Uiteindelijk kwam toch het moment dat ook hervormd Nieuw-Lekkerland scheurde. Molenaar beschrijft het geding dat ten tijde van ds. Tj. de Jong ontstond tussen de kerkenraad en het hoofdbestuur van de Gereformeerde Bond. Er was sprake van een ontwikkeling richting Het Gekrookte Riet. Samen op Weg werd „een hoofdpijndossier.”

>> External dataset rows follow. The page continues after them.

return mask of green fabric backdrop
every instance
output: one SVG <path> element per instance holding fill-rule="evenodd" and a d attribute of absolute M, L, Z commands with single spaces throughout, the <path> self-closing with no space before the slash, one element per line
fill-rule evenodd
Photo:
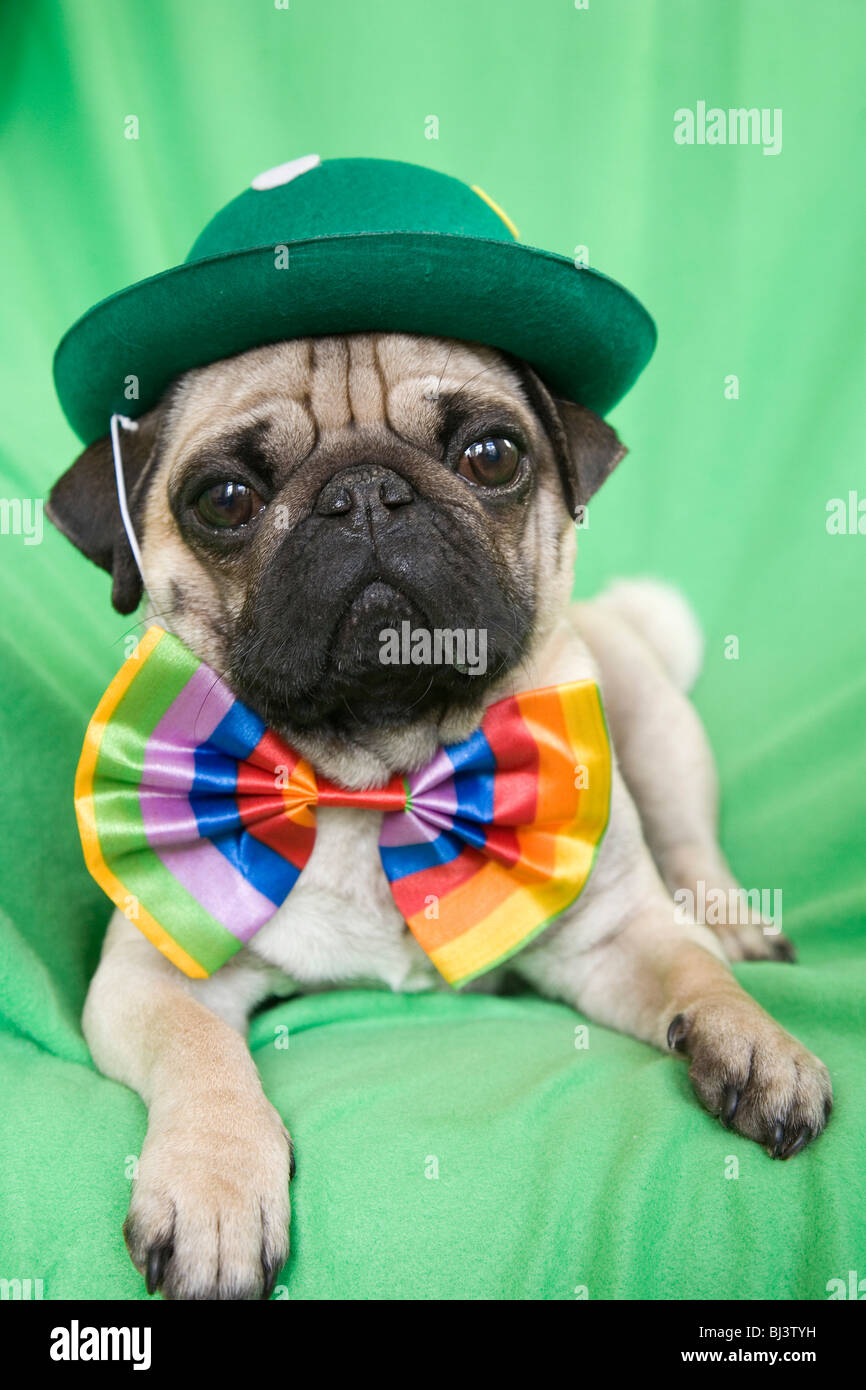
<path fill-rule="evenodd" d="M 703 1114 L 681 1063 L 597 1027 L 576 1049 L 558 1006 L 284 1004 L 253 1043 L 298 1148 L 291 1297 L 823 1298 L 866 1277 L 866 535 L 826 526 L 830 499 L 866 498 L 864 39 L 860 0 L 0 11 L 3 498 L 43 497 L 75 454 L 50 379 L 72 319 L 310 151 L 480 184 L 524 240 L 587 246 L 655 315 L 577 591 L 650 573 L 695 603 L 725 847 L 783 890 L 801 955 L 737 973 L 833 1074 L 827 1135 L 781 1165 Z M 781 108 L 781 153 L 677 145 L 698 101 Z M 108 905 L 71 806 L 130 624 L 47 523 L 28 545 L 3 515 L 0 1278 L 138 1298 L 120 1226 L 144 1111 L 81 1035 Z"/>

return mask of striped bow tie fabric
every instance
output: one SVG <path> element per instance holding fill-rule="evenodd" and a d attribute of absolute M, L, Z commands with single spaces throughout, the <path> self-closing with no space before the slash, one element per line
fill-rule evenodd
<path fill-rule="evenodd" d="M 291 892 L 313 852 L 317 806 L 381 815 L 397 907 L 459 986 L 574 902 L 609 802 L 610 747 L 592 681 L 500 700 L 420 771 L 348 791 L 317 777 L 159 627 L 100 701 L 75 782 L 90 872 L 197 978 L 225 964 Z"/>

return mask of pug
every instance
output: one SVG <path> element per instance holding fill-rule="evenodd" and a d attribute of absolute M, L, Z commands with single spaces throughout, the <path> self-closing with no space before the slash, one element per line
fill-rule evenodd
<path fill-rule="evenodd" d="M 571 600 L 575 515 L 624 453 L 592 411 L 473 343 L 357 333 L 197 368 L 124 437 L 147 615 L 348 788 L 424 765 L 504 695 L 597 681 L 614 750 L 607 833 L 576 902 L 509 969 L 688 1058 L 707 1110 L 787 1159 L 824 1129 L 830 1078 L 728 961 L 788 960 L 790 943 L 760 921 L 684 918 L 674 902 L 737 889 L 686 693 L 695 621 L 649 581 Z M 108 439 L 48 510 L 132 613 L 142 576 Z M 483 630 L 483 669 L 384 664 L 382 632 L 406 622 Z M 251 1011 L 299 989 L 445 987 L 389 891 L 379 820 L 321 807 L 296 887 L 208 979 L 112 918 L 84 1030 L 100 1070 L 149 1110 L 124 1229 L 150 1292 L 266 1298 L 287 1258 L 292 1142 L 246 1045 Z M 495 990 L 502 975 L 470 988 Z"/>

Na het fusiebesluit van de drie SoW-kerken op 12 december 2003 spraken zestien kerkenraadsleden zich uit voor ”blijven”; twee leden verklaarden dat ze geen lid van de Protestantse Kerk in Nederland konden worden. Ruim 200 leden sloten zich aan bij de Hersteld Hervormde Kerk. Molenaar schrijft: „Het slothoofdstuk is triest en ingrijpend. De trouwe Verbondsgod, die 400 jaar de gemeente geleid heeft, blijft Dezelfde. Hij was de constante Factor in hoogtijden en bij dieptepunten.”
Breder kader
Langs de hoofdlijnen inzake de prediking in de gemeente tekent de auteur ook bredere kerkelijke ontwikkelingen, met een keur van literatuur onderbouwd. Ook hier blijkt weer hoe lokale kerkgeschiedenis van belang is voor de algemene kerkgeschiedenis. Veel aandacht krijgt ook de belangrijke rol van de classis. Een prachtig boek, met veel foto’s verlucht.
Boekgegevens
Gods akkerwerk. Vier eeuwen kerk langs de dijk in Nieuw-Lekkerland, Jo Molenaar; uitg. college van kerkrentmeesters hervormde gemeente Nieuw-Lekkerland Dorp, 2016; ISBN 978 90 825 2820 6; 528 blz.; € 34,90.